THE GAA year never ends.
Other sports have downtime or periods of the year when things slow down but the Gaelic games calendar is relentless as it moves seamlessly from pre-season between National Leagues, club leagues, county championship to this time of the year when the club championships come to the fore.
The club championship is a real jewel in the GAA crown.
At all levels it regularly demonstrates all that is good about the GAA. The intercounty game is undoubtedly where the money and profile are, but nothing can generate the passion and sense of community pride that shines through in the club championships.

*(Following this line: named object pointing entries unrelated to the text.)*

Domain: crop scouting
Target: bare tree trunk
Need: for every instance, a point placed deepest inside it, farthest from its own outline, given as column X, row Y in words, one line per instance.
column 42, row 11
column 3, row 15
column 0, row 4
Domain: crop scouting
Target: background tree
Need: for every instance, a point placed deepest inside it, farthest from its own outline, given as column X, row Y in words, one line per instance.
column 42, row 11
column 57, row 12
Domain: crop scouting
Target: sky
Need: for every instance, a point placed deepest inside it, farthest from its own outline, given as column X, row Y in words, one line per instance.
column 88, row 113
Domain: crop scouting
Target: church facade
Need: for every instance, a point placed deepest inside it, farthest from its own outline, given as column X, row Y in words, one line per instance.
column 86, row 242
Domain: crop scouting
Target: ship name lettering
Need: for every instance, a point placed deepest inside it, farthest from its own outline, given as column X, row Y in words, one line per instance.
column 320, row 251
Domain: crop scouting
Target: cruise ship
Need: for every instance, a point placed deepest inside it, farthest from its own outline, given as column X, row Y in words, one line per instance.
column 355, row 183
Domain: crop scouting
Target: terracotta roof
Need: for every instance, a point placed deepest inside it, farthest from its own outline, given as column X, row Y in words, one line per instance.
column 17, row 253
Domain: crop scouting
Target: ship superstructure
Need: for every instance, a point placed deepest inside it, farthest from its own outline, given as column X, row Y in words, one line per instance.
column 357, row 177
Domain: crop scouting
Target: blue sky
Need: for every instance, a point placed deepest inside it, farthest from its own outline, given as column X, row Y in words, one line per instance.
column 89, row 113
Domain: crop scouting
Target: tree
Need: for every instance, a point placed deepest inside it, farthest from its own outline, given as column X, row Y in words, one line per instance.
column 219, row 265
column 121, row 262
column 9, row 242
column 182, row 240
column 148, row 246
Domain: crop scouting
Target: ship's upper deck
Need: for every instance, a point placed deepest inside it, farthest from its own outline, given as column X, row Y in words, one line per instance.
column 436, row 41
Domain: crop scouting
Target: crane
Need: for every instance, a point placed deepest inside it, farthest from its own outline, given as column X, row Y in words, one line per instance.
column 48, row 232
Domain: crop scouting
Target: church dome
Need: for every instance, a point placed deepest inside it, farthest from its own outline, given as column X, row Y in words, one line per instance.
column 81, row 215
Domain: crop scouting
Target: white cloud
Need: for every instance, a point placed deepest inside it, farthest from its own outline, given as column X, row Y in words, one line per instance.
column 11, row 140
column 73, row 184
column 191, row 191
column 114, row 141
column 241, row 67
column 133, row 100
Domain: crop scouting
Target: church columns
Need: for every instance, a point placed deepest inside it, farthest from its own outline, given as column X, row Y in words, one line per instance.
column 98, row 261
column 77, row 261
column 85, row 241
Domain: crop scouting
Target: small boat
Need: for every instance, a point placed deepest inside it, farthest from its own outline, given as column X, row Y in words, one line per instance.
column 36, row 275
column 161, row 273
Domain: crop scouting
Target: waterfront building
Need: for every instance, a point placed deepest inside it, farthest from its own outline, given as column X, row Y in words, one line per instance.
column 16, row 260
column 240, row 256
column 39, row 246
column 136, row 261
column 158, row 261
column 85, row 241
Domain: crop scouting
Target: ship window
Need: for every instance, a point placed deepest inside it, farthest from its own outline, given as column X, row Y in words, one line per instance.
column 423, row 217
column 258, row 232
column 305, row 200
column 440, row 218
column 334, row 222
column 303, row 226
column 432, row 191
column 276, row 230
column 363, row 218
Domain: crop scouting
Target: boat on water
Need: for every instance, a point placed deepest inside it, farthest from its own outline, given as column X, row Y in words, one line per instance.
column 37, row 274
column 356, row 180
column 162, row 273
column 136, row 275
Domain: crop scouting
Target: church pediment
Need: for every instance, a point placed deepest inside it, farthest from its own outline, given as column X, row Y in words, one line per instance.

At this time of the year every Monday the media report on county championship winners and elevate new heroes who will forever be remembered in their hometowns and villages for their heroics in securing a county title. Inevitably these heroes speak of their love of the club and the importance of the GAA in their communities.

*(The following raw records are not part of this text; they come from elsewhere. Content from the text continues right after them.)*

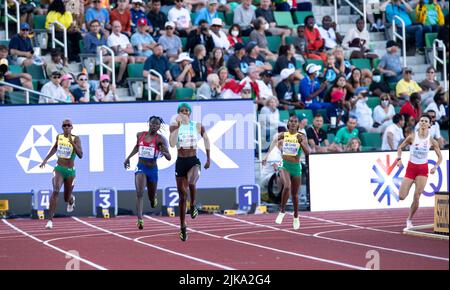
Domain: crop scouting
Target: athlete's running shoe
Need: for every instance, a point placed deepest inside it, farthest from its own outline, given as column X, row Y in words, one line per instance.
column 194, row 212
column 49, row 225
column 154, row 202
column 409, row 224
column 183, row 233
column 140, row 224
column 70, row 207
column 280, row 218
column 296, row 223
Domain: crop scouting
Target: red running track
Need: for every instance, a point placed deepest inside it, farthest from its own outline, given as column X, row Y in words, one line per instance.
column 326, row 240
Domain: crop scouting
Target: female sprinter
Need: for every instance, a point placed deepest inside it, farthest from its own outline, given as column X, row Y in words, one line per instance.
column 149, row 146
column 292, row 144
column 66, row 147
column 417, row 169
column 183, row 134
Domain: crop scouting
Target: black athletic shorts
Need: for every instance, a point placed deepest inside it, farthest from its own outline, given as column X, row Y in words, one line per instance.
column 184, row 164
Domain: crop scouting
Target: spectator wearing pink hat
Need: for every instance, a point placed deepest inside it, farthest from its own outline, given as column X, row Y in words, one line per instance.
column 106, row 92
column 142, row 41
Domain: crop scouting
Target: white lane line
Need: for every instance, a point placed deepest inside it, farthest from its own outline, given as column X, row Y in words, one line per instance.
column 265, row 247
column 156, row 247
column 343, row 241
column 54, row 247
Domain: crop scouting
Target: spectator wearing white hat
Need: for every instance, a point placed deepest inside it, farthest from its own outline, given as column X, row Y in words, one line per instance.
column 183, row 72
column 312, row 91
column 122, row 48
column 286, row 91
column 142, row 41
column 208, row 13
column 181, row 17
column 219, row 36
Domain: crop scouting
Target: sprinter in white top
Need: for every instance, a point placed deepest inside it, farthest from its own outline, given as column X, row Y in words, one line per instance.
column 417, row 169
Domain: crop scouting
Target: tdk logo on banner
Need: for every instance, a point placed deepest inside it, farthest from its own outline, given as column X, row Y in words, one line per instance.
column 40, row 139
column 34, row 148
column 388, row 185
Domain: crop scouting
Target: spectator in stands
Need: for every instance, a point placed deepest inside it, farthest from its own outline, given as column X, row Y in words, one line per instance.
column 413, row 107
column 438, row 106
column 401, row 9
column 406, row 86
column 329, row 34
column 100, row 14
column 57, row 12
column 53, row 89
column 200, row 35
column 383, row 113
column 234, row 62
column 244, row 15
column 300, row 43
column 123, row 50
column 315, row 42
column 430, row 86
column 157, row 19
column 142, row 41
column 361, row 110
column 317, row 137
column 265, row 85
column 258, row 35
column 199, row 65
column 429, row 14
column 390, row 64
column 354, row 145
column 66, row 82
column 435, row 130
column 83, row 91
column 223, row 76
column 346, row 133
column 158, row 62
column 216, row 60
column 171, row 42
column 286, row 59
column 286, row 91
column 21, row 48
column 57, row 62
column 393, row 134
column 210, row 89
column 219, row 36
column 254, row 57
column 234, row 34
column 181, row 17
column 208, row 13
column 183, row 72
column 137, row 12
column 265, row 11
column 356, row 42
column 269, row 118
column 106, row 92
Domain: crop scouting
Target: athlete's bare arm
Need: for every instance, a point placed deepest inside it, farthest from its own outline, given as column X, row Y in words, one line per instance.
column 50, row 154
column 135, row 150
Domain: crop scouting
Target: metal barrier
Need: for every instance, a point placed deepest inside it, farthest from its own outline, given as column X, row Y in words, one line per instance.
column 28, row 91
column 439, row 44
column 402, row 37
column 149, row 84
column 56, row 41
column 362, row 13
column 103, row 65
column 14, row 19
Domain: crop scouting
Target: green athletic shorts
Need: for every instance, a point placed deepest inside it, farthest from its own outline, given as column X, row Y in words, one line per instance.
column 65, row 171
column 294, row 168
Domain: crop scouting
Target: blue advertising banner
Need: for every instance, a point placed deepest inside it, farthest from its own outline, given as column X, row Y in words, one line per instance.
column 108, row 134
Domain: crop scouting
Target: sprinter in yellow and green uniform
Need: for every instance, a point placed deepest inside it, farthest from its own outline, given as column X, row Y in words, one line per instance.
column 292, row 143
column 67, row 147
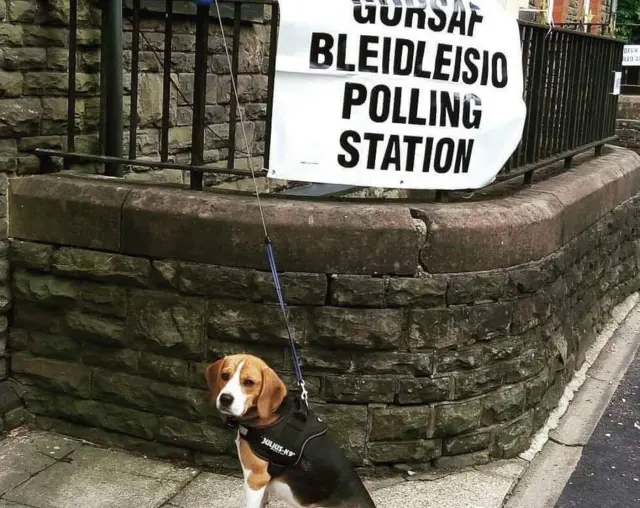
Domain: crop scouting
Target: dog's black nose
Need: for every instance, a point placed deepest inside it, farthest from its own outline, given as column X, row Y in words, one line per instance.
column 226, row 399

I have often said we don’t give ourselves nearly enough credit for the impact of our games and the incredible benefits of being part of something that is so important to the health and well being of the community.
To coin a phrase “sure where else would you get it?”
You look at characters like Ronan Sheehan. Now I don’t know Ronan personally but have come to the conclusion that there must be two of him. Last week he reached the dizzy heights of the Gaelic Life Team of the Week as goalkeeper following his performance for his club Newry Shamrocks in the Ulster Junior Hurling Championship.
I am not sure what age Ronan is but suffice to say he wouldn’t need ID in an off license.
So, to still be playing at any level is an achievement in itself. But that’s only the start of it, Ronan is actually the player-manager of his club and the current manager of the Down senior hurlers.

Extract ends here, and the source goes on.